- #1
goosefrabbas
- 3
- 0
Homework Statement
Consider the families of iterating functions Fλ(x) = λ(x3 - x). Fλ(x) undergoes a bifurcation at λ=1, about the fixed point x=0. Figure out what ilk of bifurcation is occurring for Fλ(x) and prove your assertion rigorously.
Homework Equations
My book says this about period-doubling bifurcations, and I need to prove all four of these to prove the problem.

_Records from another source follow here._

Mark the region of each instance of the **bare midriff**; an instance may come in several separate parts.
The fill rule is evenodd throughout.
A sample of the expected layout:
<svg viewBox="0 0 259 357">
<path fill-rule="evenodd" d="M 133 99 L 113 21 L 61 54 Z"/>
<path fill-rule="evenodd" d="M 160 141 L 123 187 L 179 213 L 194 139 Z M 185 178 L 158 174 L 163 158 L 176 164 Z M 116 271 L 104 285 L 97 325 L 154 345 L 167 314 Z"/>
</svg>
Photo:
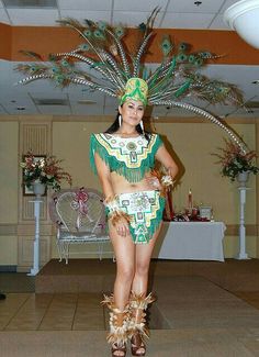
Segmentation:
<svg viewBox="0 0 259 357">
<path fill-rule="evenodd" d="M 150 187 L 146 180 L 146 178 L 150 176 L 151 174 L 149 171 L 145 174 L 144 178 L 139 182 L 128 182 L 123 176 L 113 171 L 111 172 L 113 191 L 115 194 L 120 194 L 154 190 L 154 187 Z"/>
</svg>

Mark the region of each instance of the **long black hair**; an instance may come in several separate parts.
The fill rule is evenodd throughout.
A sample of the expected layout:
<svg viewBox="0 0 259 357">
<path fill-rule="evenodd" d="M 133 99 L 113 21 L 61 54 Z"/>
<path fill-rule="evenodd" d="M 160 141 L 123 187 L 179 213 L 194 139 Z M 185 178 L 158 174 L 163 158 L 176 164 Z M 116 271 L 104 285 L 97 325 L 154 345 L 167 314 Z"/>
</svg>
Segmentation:
<svg viewBox="0 0 259 357">
<path fill-rule="evenodd" d="M 108 127 L 108 130 L 105 131 L 105 133 L 108 133 L 108 134 L 113 134 L 113 133 L 115 133 L 116 131 L 119 131 L 119 129 L 120 129 L 119 116 L 120 116 L 120 113 L 116 114 L 115 121 L 112 123 L 111 126 Z M 122 120 L 123 120 L 123 119 L 122 119 Z M 149 143 L 150 137 L 151 137 L 151 133 L 144 132 L 144 131 L 142 130 L 140 124 L 137 124 L 137 125 L 136 125 L 136 131 L 137 131 L 138 134 L 144 135 L 145 138 L 146 138 L 146 140 L 148 141 L 148 143 Z"/>
</svg>

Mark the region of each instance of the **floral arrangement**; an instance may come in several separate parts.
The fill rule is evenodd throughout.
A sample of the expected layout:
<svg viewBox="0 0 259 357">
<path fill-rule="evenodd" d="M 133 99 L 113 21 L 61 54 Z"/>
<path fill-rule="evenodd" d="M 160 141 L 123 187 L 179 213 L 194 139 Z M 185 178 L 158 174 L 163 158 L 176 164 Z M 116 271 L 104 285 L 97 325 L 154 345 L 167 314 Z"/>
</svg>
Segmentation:
<svg viewBox="0 0 259 357">
<path fill-rule="evenodd" d="M 248 171 L 255 175 L 259 172 L 259 167 L 255 163 L 257 158 L 255 150 L 244 153 L 239 145 L 227 140 L 225 140 L 225 148 L 218 148 L 221 154 L 212 154 L 219 158 L 217 164 L 222 164 L 222 176 L 227 176 L 234 181 L 240 172 Z"/>
<path fill-rule="evenodd" d="M 29 152 L 20 164 L 23 168 L 23 183 L 30 188 L 33 182 L 37 181 L 45 183 L 55 191 L 60 190 L 63 180 L 71 186 L 71 176 L 60 167 L 61 161 L 53 155 L 37 158 Z"/>
</svg>

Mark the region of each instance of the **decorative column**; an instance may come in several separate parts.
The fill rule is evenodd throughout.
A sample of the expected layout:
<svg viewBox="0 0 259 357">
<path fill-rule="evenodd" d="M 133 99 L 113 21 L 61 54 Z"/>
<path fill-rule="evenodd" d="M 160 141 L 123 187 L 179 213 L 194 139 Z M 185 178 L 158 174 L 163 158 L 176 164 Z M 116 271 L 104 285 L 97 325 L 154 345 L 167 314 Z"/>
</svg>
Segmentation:
<svg viewBox="0 0 259 357">
<path fill-rule="evenodd" d="M 40 216 L 41 216 L 41 196 L 44 194 L 46 186 L 40 182 L 33 185 L 34 193 L 36 194 L 35 200 L 29 201 L 34 204 L 34 217 L 35 217 L 35 237 L 33 242 L 33 268 L 27 274 L 29 276 L 36 276 L 40 271 Z"/>
<path fill-rule="evenodd" d="M 246 175 L 245 175 L 246 174 Z M 246 192 L 250 188 L 246 187 L 249 172 L 240 172 L 237 178 L 239 182 L 239 253 L 236 259 L 250 259 L 246 253 L 246 226 L 245 226 L 245 204 L 246 204 Z"/>
</svg>

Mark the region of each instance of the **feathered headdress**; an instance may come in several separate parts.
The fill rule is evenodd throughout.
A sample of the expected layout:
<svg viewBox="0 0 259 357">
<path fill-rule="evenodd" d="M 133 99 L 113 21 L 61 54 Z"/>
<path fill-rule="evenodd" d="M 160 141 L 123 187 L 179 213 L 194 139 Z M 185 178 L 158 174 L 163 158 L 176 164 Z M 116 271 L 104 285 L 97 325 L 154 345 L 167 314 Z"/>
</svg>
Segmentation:
<svg viewBox="0 0 259 357">
<path fill-rule="evenodd" d="M 151 30 L 158 11 L 159 9 L 156 8 L 147 22 L 138 26 L 140 41 L 135 54 L 130 54 L 123 43 L 125 29 L 121 26 L 113 27 L 104 22 L 90 20 L 85 20 L 83 24 L 74 19 L 59 21 L 61 25 L 78 32 L 82 42 L 71 52 L 49 55 L 48 63 L 19 65 L 16 69 L 29 75 L 20 80 L 20 83 L 24 85 L 37 79 L 49 79 L 59 87 L 76 83 L 117 97 L 122 103 L 125 96 L 128 96 L 131 79 L 139 79 L 142 85 L 145 81 L 147 86 L 145 93 L 138 90 L 138 94 L 144 97 L 137 99 L 140 99 L 144 104 L 178 107 L 200 114 L 222 127 L 245 152 L 244 143 L 226 124 L 204 109 L 182 101 L 187 94 L 192 94 L 209 103 L 243 104 L 241 93 L 235 86 L 210 80 L 200 74 L 200 68 L 209 59 L 218 56 L 204 51 L 191 53 L 189 45 L 184 43 L 176 48 L 168 35 L 160 43 L 164 54 L 160 65 L 150 72 L 142 63 L 154 35 Z M 33 56 L 36 60 L 41 58 L 34 53 L 23 53 Z M 88 65 L 87 70 L 79 68 L 80 62 Z M 92 72 L 99 76 L 93 76 Z M 138 86 L 139 89 L 139 80 L 134 80 L 131 86 L 135 86 L 135 89 Z M 132 92 L 136 92 L 135 89 L 133 88 Z"/>
</svg>

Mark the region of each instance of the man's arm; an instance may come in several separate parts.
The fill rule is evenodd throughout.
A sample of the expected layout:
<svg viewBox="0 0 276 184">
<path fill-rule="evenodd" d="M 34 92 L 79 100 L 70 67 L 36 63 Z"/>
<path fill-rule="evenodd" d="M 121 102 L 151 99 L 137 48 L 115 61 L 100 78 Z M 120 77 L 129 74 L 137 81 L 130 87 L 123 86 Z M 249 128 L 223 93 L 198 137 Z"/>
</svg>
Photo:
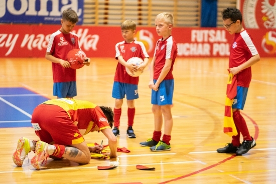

Definition: A one-parameter family of functions Fλ undergoes a period-doubling bifurcation at the parameter value λ=λ0 if there is an open interval and an ε such that:
1. For each λ in the interval [λ0 - ε, λ0 + ε], there is a unique fixed point pλ for Fλ in I.
2.For λ0 - ε < λ < λ0, Fλ has no cycles of period 2 in I and pλ is attracting (resp. repelling).
3.For λ0 < λ < λ0 + ε, there is a unique 2-cycle q1λ,q2λ in I with Fλ(q1λ)=q2λ. This 2-cycle is attracting (resp. repelling). Meanwhile, the fixed point pλ is repelling (resp. attracting).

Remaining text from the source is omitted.